What are your expectations from the Reserve Bank of India's upcoming policy review? Do you expect the rate cut to happen this time around? How should one approach the rate sensitive ahead of the policy?
Given the noise on the Street, one believes that there exists a possibility of a small rate cut either in Repo or cash reserve ratio (CRR). However, taking into account the recent inflation numbers there could be a status-quo maintained.
One can expect the RBI to ease interest rates in the next two to three months. In our view, private sector banks are more preferable to PSU banks.
One can look at sound balance sheets in the auto/NBFC’s and real estate from a long term prospective.
Were the results announced by Reliance Industries and Infosys in-line with your expectations? What should one do with these stocks now?
The results were in-line. It will be a challenge for both these companies to maintain their top-line figures and margins in the next few quarters. As a brokerage house, we have a “HOLD” recommendation on both the stocks. We are advising our clients to not to add at these stocks at the current levels. We may reconsider a change in this stance on a meaningful correction.

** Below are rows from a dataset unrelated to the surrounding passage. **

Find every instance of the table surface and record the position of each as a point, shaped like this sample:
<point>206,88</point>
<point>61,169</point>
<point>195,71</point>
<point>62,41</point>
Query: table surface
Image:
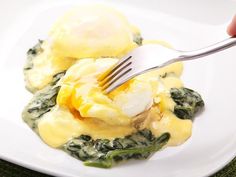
<point>8,169</point>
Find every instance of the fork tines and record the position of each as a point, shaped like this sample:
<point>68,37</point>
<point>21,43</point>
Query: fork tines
<point>116,72</point>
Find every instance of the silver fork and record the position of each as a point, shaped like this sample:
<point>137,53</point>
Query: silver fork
<point>152,56</point>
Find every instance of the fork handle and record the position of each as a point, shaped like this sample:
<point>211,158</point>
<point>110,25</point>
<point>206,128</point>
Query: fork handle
<point>225,44</point>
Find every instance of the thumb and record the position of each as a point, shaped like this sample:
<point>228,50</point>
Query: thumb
<point>231,30</point>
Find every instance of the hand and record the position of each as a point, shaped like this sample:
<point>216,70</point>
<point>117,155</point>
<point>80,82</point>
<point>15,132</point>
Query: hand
<point>232,27</point>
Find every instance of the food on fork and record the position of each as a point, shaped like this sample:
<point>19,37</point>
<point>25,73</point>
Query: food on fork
<point>70,111</point>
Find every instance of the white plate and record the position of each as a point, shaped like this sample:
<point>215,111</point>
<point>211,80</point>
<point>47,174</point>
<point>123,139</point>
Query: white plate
<point>186,25</point>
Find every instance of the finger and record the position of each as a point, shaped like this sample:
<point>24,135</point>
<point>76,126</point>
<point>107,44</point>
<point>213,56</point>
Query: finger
<point>232,27</point>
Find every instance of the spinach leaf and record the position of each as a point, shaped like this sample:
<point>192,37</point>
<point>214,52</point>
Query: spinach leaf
<point>105,153</point>
<point>32,53</point>
<point>42,102</point>
<point>188,102</point>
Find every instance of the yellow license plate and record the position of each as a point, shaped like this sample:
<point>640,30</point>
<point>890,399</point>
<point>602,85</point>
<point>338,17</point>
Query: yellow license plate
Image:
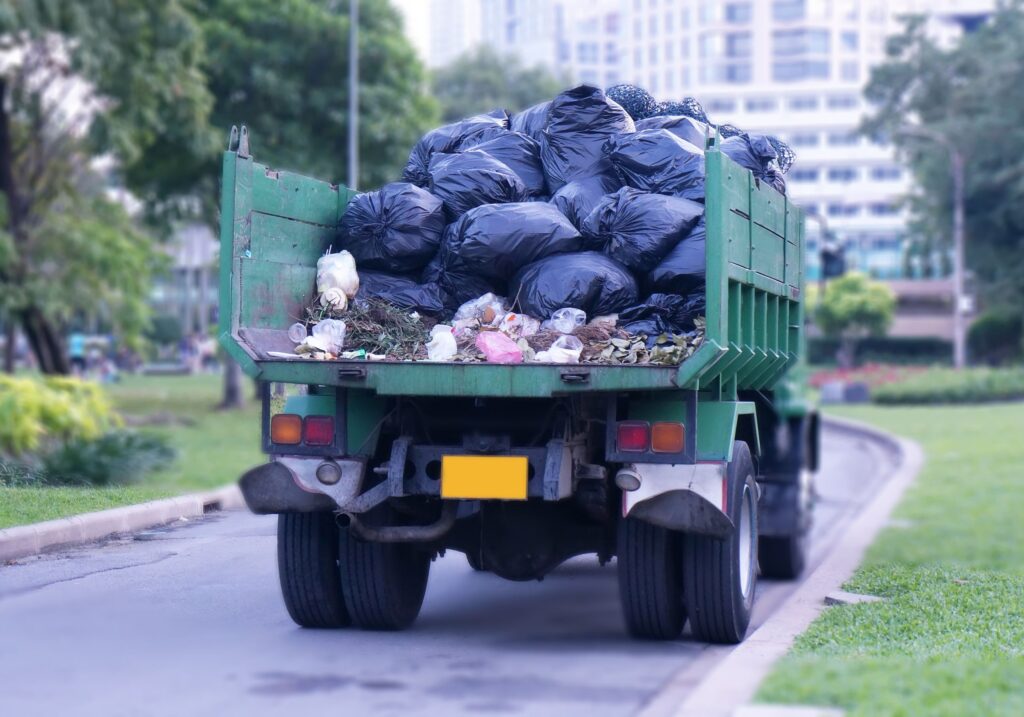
<point>482,477</point>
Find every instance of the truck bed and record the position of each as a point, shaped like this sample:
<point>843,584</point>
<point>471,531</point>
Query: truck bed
<point>275,224</point>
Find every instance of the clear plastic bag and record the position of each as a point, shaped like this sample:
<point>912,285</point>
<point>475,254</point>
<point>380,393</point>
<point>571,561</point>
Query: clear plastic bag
<point>441,345</point>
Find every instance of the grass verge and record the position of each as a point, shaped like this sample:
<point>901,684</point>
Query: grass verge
<point>949,640</point>
<point>213,449</point>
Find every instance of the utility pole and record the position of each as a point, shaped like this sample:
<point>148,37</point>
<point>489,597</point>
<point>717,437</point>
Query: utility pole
<point>956,171</point>
<point>353,94</point>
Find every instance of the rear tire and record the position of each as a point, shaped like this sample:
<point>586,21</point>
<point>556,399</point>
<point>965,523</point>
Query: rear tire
<point>782,557</point>
<point>307,565</point>
<point>650,580</point>
<point>383,583</point>
<point>720,575</point>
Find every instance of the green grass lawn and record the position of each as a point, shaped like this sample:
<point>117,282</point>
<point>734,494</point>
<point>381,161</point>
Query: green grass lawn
<point>214,448</point>
<point>950,638</point>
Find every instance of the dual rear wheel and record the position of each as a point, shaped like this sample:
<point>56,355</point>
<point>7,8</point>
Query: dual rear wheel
<point>331,579</point>
<point>666,577</point>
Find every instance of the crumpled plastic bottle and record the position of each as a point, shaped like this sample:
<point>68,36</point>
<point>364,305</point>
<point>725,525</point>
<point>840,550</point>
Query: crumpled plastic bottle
<point>441,345</point>
<point>565,349</point>
<point>565,321</point>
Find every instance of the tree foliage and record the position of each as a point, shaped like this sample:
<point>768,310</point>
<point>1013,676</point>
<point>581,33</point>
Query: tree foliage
<point>853,307</point>
<point>973,95</point>
<point>482,80</point>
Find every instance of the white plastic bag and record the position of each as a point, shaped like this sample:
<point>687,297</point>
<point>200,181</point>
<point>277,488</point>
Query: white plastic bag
<point>488,309</point>
<point>441,345</point>
<point>565,321</point>
<point>337,281</point>
<point>565,349</point>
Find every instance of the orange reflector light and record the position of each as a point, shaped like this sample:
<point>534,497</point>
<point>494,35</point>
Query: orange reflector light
<point>633,435</point>
<point>320,430</point>
<point>286,428</point>
<point>668,437</point>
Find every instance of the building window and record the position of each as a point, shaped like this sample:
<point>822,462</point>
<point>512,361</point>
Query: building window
<point>784,10</point>
<point>842,174</point>
<point>804,103</point>
<point>760,104</point>
<point>843,101</point>
<point>786,43</point>
<point>721,106</point>
<point>805,174</point>
<point>800,70</point>
<point>843,138</point>
<point>737,13</point>
<point>887,173</point>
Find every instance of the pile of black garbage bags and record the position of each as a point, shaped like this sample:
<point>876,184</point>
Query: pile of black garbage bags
<point>581,202</point>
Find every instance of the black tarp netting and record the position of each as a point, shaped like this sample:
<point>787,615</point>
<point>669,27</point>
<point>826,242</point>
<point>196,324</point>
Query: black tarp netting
<point>395,228</point>
<point>635,100</point>
<point>657,161</point>
<point>682,270</point>
<point>755,152</point>
<point>580,121</point>
<point>471,179</point>
<point>578,199</point>
<point>638,228</point>
<point>496,241</point>
<point>522,155</point>
<point>588,281</point>
<point>452,137</point>
<point>403,292</point>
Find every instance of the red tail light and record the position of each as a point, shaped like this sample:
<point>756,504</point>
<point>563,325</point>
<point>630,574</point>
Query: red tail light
<point>318,430</point>
<point>633,435</point>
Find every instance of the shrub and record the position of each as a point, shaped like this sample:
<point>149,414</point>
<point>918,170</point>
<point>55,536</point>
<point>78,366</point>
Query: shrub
<point>113,459</point>
<point>35,413</point>
<point>948,386</point>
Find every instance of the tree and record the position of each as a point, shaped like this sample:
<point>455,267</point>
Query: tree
<point>853,307</point>
<point>113,77</point>
<point>972,95</point>
<point>482,80</point>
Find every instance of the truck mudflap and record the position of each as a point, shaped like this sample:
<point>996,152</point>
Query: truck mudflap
<point>686,498</point>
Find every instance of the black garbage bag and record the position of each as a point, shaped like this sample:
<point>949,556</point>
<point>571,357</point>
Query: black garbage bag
<point>403,292</point>
<point>682,270</point>
<point>473,178</point>
<point>453,137</point>
<point>638,228</point>
<point>687,107</point>
<point>496,241</point>
<point>522,155</point>
<point>396,228</point>
<point>693,131</point>
<point>657,161</point>
<point>531,121</point>
<point>587,281</point>
<point>663,313</point>
<point>755,152</point>
<point>635,100</point>
<point>580,122</point>
<point>578,199</point>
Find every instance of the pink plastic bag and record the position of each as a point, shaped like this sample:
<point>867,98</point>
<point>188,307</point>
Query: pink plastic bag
<point>498,347</point>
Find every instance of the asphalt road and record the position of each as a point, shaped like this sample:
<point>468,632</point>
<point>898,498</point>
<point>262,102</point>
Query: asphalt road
<point>188,621</point>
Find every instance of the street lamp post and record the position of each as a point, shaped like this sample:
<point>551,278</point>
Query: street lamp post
<point>956,172</point>
<point>353,93</point>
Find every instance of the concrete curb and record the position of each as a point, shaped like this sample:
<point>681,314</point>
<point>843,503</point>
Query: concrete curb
<point>733,681</point>
<point>23,541</point>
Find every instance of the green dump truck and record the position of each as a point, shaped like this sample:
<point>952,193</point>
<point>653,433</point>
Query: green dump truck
<point>690,476</point>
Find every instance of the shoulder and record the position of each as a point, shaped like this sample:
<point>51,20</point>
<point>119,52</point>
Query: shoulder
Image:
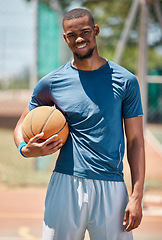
<point>54,74</point>
<point>121,72</point>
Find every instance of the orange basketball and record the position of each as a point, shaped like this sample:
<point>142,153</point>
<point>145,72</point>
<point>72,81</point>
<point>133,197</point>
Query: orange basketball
<point>45,119</point>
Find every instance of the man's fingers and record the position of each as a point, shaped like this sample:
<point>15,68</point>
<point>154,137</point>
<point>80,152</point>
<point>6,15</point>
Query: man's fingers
<point>37,137</point>
<point>126,218</point>
<point>133,223</point>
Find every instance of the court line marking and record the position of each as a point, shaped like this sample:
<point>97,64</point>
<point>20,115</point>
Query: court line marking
<point>21,215</point>
<point>25,233</point>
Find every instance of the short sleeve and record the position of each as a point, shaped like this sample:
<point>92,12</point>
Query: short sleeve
<point>41,95</point>
<point>132,105</point>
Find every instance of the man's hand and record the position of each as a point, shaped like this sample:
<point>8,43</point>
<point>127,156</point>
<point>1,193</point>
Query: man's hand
<point>133,214</point>
<point>34,148</point>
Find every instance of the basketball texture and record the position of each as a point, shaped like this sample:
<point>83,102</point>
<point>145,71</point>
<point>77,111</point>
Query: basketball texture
<point>45,119</point>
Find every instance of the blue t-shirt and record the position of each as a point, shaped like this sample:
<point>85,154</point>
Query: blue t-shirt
<point>94,104</point>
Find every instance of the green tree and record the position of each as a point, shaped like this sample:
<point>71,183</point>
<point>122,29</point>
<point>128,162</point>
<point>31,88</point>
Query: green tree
<point>110,15</point>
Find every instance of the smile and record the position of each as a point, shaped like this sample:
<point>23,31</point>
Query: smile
<point>81,46</point>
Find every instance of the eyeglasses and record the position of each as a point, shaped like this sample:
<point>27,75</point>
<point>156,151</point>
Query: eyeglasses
<point>84,34</point>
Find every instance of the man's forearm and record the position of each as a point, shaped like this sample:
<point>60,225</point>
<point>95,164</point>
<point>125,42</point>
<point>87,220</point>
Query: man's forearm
<point>136,159</point>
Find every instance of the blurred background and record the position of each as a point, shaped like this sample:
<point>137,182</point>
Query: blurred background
<point>31,45</point>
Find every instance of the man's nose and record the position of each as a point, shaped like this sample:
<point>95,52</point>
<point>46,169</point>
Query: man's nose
<point>79,39</point>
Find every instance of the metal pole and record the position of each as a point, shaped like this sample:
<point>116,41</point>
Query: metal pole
<point>142,54</point>
<point>158,12</point>
<point>125,33</point>
<point>34,76</point>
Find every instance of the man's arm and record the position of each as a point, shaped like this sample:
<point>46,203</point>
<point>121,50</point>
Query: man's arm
<point>136,160</point>
<point>34,148</point>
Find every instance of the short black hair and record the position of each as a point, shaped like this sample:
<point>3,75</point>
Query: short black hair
<point>78,13</point>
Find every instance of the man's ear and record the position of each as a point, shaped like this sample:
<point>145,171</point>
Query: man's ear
<point>64,36</point>
<point>96,30</point>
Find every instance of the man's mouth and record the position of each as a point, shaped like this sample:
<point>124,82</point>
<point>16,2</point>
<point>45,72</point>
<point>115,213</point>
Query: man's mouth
<point>81,46</point>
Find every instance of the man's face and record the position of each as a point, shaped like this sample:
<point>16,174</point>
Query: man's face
<point>80,36</point>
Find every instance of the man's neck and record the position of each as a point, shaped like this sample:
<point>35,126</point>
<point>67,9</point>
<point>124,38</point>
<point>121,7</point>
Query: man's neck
<point>89,64</point>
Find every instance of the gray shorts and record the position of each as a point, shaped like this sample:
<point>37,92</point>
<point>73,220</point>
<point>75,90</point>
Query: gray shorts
<point>75,204</point>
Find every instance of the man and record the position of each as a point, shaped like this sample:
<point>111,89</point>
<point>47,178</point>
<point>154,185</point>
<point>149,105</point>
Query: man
<point>98,97</point>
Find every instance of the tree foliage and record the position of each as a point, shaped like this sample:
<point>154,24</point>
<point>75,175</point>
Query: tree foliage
<point>110,15</point>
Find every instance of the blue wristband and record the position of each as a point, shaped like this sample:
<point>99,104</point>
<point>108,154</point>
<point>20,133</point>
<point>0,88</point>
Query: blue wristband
<point>21,145</point>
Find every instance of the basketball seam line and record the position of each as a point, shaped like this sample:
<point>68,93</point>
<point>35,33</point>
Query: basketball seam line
<point>31,122</point>
<point>58,131</point>
<point>47,120</point>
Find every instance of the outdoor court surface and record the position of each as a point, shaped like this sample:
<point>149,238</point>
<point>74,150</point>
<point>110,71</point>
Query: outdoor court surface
<point>21,215</point>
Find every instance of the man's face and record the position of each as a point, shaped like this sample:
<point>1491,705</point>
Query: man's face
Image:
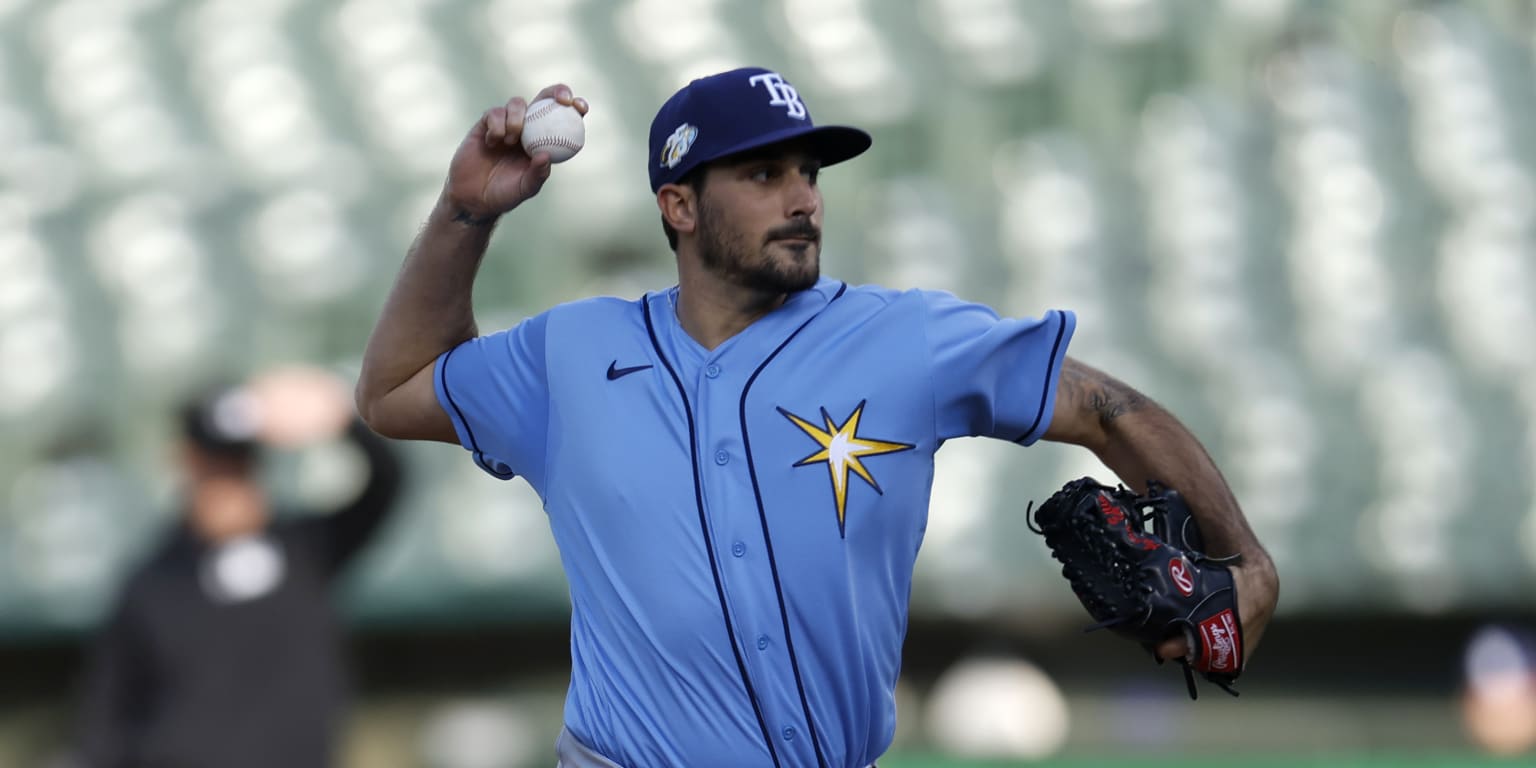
<point>761,220</point>
<point>225,499</point>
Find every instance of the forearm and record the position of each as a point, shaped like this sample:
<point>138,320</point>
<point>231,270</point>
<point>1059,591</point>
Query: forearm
<point>430,307</point>
<point>1149,444</point>
<point>1140,443</point>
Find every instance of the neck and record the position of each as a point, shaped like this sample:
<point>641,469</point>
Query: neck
<point>713,311</point>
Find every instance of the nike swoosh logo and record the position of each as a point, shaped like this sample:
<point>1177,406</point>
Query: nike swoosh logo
<point>619,374</point>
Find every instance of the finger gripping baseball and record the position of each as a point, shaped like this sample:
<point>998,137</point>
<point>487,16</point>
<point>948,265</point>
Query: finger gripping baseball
<point>1138,567</point>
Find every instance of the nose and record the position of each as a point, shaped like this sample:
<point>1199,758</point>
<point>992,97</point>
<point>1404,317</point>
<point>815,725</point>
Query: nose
<point>802,198</point>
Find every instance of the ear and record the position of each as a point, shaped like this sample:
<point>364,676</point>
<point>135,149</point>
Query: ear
<point>679,206</point>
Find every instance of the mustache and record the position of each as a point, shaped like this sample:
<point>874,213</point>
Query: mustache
<point>796,229</point>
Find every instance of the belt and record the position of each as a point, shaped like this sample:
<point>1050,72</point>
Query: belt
<point>573,754</point>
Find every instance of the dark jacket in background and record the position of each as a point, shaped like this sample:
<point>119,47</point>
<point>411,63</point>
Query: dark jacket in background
<point>182,679</point>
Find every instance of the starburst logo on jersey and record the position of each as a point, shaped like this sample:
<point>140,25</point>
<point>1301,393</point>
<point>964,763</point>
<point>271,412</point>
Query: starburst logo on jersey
<point>844,450</point>
<point>678,145</point>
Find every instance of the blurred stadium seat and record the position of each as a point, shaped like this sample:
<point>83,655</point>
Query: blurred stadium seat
<point>1307,228</point>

How should one approach defensive sectors such as FMCG and Pharma given the fact that these counters have already run up sharply?
These two sectors have been the darlings of the markets for some time and will continue to outperform from a long-term prospective. One can expect some profit booking, which may translate into a minor downside correction and this should be seen as a buying opportunity.
How are broader markets looking at the current juncture? Which stocks/sectors are you bullish on from this space?
Along with the large-caps, the broader markets have done well but one needs to be very selective in identifying sectors and stocks in this. We prefer mid-cap private banks such as Indisind Bank, YES Bank and DCB.
From the mid-cap IT pack we like Persistent Systems and Mindtree. From the capital goods and power space Rural Electrification Corporation, Power Grid and IRB Infra look good, from the oil and gas space we like Petronet LNG and from the pharma space we like Cadila Healthcare and Lupin.